Jadwal Imunisasi 2014

Jadwal Imunisasi Tahun 2014 Rekomendasi Ikatan Dokter Anak Indonesia (IDAI)

Agar buah hati Anda memiliki pertahanan tubuh yang kuat dan mampu melawan infeksi, pastikan ia mendapat imunisasi secara lengkap. Tujuan imunisasi adalah mempertinggi daya tahan tubuh agar anak Anda agar tidak terkena penyakit.

Tabel berikut adalah jenis imunisasi yang dianjurkan pada masa bayi sampai kanak-kanak serta keterangan masing-masing vaksin.

2014-03-03-11_49_07-jadwal-imunisasi

Vaksinasi Gratis di Posyandu. Jadwal imunisasi ini mengikuti aturan UCI (Universal Child Immunization) – yang tujuannya mengejar cakupan imunisasi sesegera mungkin, 5 vaksin (dasar) sebelum anak berusia 1 tahun.

  1. Hepatitis B: diberikan saat lahir (dg uniject), umur 2, 3, 4 bulan (bersamaan dengan DTP Combo), harus diberikan dalam 12 jam pertama. Aman diberikan pada semua bayi di atas 1.500 gram. (dulu batasnya berat lahir 2.000 gram).
  2. Polio oral: diberikan saat lahir (pulang dari Rumah Sakit), umur 2,3,4 bulan
  3. BCG: diberikan saat usia 1 bulan
  4. DTP Combo Hepatitis B: diberikan umur 2, 3, 4 bulan
  5. Campak: diberikan pada usia 9 bulan

Di bawah ini vaksin-vaksin yang belum disubsidi pemerintah namun sifatnya wajib.

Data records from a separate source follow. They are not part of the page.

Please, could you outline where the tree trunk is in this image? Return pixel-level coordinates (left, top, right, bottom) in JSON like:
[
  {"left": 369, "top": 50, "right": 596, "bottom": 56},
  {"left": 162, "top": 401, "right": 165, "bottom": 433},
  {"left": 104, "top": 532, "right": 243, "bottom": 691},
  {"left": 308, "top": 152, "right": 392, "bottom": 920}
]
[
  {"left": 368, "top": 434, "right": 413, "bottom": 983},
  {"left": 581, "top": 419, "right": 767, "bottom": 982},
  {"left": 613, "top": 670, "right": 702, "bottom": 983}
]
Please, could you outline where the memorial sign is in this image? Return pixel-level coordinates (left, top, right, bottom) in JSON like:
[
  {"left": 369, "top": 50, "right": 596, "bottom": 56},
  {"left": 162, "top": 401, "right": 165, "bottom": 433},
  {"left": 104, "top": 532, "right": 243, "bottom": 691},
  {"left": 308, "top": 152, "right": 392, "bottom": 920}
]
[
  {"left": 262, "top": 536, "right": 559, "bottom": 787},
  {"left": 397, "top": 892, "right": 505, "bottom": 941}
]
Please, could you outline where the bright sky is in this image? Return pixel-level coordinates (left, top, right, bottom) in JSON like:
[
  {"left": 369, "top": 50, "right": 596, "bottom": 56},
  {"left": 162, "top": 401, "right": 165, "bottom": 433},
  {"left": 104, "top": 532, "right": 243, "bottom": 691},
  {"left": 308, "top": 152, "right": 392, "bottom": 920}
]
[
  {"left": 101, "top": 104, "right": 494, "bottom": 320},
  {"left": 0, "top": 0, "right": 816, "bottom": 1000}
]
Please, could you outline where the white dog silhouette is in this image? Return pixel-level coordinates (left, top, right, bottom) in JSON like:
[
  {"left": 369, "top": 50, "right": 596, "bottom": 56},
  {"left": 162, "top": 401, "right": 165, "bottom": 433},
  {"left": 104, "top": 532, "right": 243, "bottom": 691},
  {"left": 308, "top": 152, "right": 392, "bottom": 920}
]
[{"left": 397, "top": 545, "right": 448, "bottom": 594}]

  1. HIB (Hemophyllus influenza tipe B)  Diberikan pada 2, 4, 6, 15-18 bulan (total 4 kali vaksinasi). Mencegah radang paru (pneumonia), radang telinga tengah (otitis media) yang berisiko tuli konduksi pada anak, epiglotitis, radang selaput otak (meningitis) yang bila berkomplikasi menjadi ensefalitis (radang otak) menyebabkan kematian/cacat otak. Contoh merek vaksin: Hiberix
  2. PCV (Pneumokokus). Diberikan pada usia 2, 4, 6, 12-15 bulan (total 4 kali pemberian vaksinasi). Spektrum penyakit yang bisa dicegah sama dengan HIB (meningitis, pneumonia) ditambah mencegah bakteremia/sepsis (yaitu infeksi berat bakteri dalam darah).
  3. Rotavirus Mencegah spektrum penyakit karena virus rota berupa diare rotavirus, meningitis dan miokarditis karena rotavirus. Efektif diberikan sedini mungkin, namun tidak efektif pada anak di atas usia 1 tahun. Mencegah diare pada usia balita. Diberikan pada usia 2 bulan dan 4 bulan (rotarix – Glaxo), atau 2,4,6 bulan (rotate – MSD)
  4. Influenza Mencegah spectrum influenza pada bayi dan anak, dan mengurangi frekuensi dan beratnya common cold (selesma) yang disebabkan rhinovirus. Diberikan mulai umur 6 bulan sampai usia dewasa, satu kali setahun
  5. MMR Mencegah Measles (campak), Mumps (gondongan/parotitis/bof), Rubella (campak Jerman). Diberikan pada usia 15 bulan dan 5-6 tahun (total 2 kali pemberian). Tidak terbukti menyebabkan anak autis.
  6. Tifoid. Mencegah demam tifoid, diberikan mulai anak berusia 2 tahun, diulang setiap 3 tahun
  7. Hepatitis A Mencegah hepatitis A akut. Diberikan mulai usia 2 tahun, diberikan 2 kali, dengan interval 6-12 bulan (jarak vaksin berikutnya).
  8. Varisela – Memberikan perlindungan seumur hidup terhadap virus varisela zoster (termasuk mencegah Herpes Zoster) dengan 1 kali pemberian vaksin mulai anak usia 1 tahun.
  9. HPV (Human Papilloma Virus) – hanya pada perempuan mulai usia 10 tahun ke atas. Mencegah kanker cervix (kanker leher rahim). Diberikan 3 kali dengan interval 1 bulan, dan 6 bulan.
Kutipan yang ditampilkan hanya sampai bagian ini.